After feeling too much pain with manual edits and deployments, in 2013 we made the push for automation. We started first with making incremental pushes to script our record generation. Then we added required peer reviews and integration testing for records that still needed manual edits (e.g. marketing-friendly CNAMEs). Finally in 2014, we were comfortable enough to “forget” about DNS after setting up cron jobs for regular record generation and DNS deploys.

Our automation in detail

We have a pair of cron’ed scripts written in Python that are scheduled to run every 10 minutes (staggered from each other): one script generates records from our physical fleet via a service of ours called “ServerDB”; the other script talks to the Google Compute API for our cloud instances with deployed services.

attachment_9bc54f54d9db12d361ab4003ca26b8fc

That script takes about 4 minutes to get lists of instances for every service, and finally commit to our DNS data repository, which we consider our source of truth.

We then have another cron that will run about 3 minutes after the git push. The stealth primary hosts this cron job, which runs every 5 minutes. It simply pulls from our DNS data repository, then compiles all the zone data via named. With every compile time – which takes about 4 minutes – we update a particular TXT record that reflects the git commit hash that’s currently being deployed to production.

Once done, the primary notifies our authoritative nameservers of potential changes to the newly compiled zone files. The authoritative nameservers then query the primary to see if there are any zone changes, and if so, initiates an authoritative transfer (AXFR). These transfers to the nameservers also take about 4 minutes.

Looking at the timeline in the animated diagram above, it takes – at best – 15 minutes for the record of a new service’s host or instance to propagate.

What about Service Discovery?

SRV records had also been hand-crafted. This, however, became problematic. Typically, changes to DNS are relatively slow, but service discovery needs to move fast. Couple that with manual edits being prone to human error, we needed a better solution.

Earlier in the infrastructure overview, we have services locally running Unbound, talking to our resolvers:

attachment_c1e10df473249c71fd6bb8946f4856d6

Since the then-current open source solutions did not address all of our needs, we built our own service discovery system called Nameless, supporting both SRV and A record lookups.
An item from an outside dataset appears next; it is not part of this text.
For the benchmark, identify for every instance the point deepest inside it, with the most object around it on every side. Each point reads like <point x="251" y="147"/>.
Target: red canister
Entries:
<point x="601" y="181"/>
It allows engineers to dynamically register and discover services, which made it easier to increase and decrease the number of instances of a particular service.

attachment_fa0d648768edd4f44489647c0117054b

To separate service discovery from regular internal DNS requests, Nameless owns the services subdomain, e.g. services.ash2.spotify.net.

$ spnameless -b lon6 query --service metadata | head -n 4
query: service:metadata, protocol:hm (75 endpoints)

lon6-metadataproxy-a1142.lon6.spotify.net.:4620  (UP since 2017-03-11 00:58:07, expires TIMED)
lon6-metadataproxy-a1168.lon6.spotify.net.:4620  (UP since 2017-03-11 00:58:18, expires TIMED)

Monitoring

Historically, DNS has been quite stable, but nevertheless, sh!t happens. There are a few ways we monitor our DNS infrastructure. We collect metrics emitted by Unbound on our resolvers, including number of queries by record type, SERVFAILs, and net packets:

attachment_6528571bcca438ac385109cbc2e1ecdb — *Queries per 5 minutes per resolver*

We also monitor our record generation jobs for gaps or spikes:

attachment_8e1f5a3bdc51c6e1cb1be013df2e2bc5 — *# of A, CNAME, and PTR records generated for physical hosts and GCP instances*

Most recently, we built a tool that allows us to track response latency, availability and correctness for particularly important records, and deployment latency. For internal latency, availability, and correctness, we use dnspython to query our resolvers and authoritative nameservers from their respective datacenter suites.

For external latency, through Pingdom’s API, we grab the response latency from our public nameservers. While Pingdom’s monitoring is very valuable to us, we’ve found it difficult to tease out from where they send their queries to measure latency, as you can see in this pretty volatile graph:

attachment_d948421e70a002c5f62e17a28c8410f0 — *Response time per public nameserver, as reported by Pingdom*

Our other DNS curiosities

Beyond its typical uses, we leverage DNS in interesting ways.

Client Error Reporting

There will always be clients that cannot connect to Spotify at all. In order to track the errors and number of users affected, and to circumvent any potentially restrictive firewalls, we introduced error reporting via DNS. The client would make a single DNS query to a specific subdomain, with all the relevant information needed in the query itself, and the queried DNS server then logs it. It’s then parsed, and tracked in this lovely Kibana graph:

attachment_69abf686fca6f005f75185c262f09e63 — *Client errors by code*

DHT ring

We also use DNS as a DHT ring with TXT records as storage for some service configuration data. One implementation is for song lookup when it isn’t already locally cached. When the Spotify client lookups a requested song, the song ID itself is hashed, which is a key along the ring.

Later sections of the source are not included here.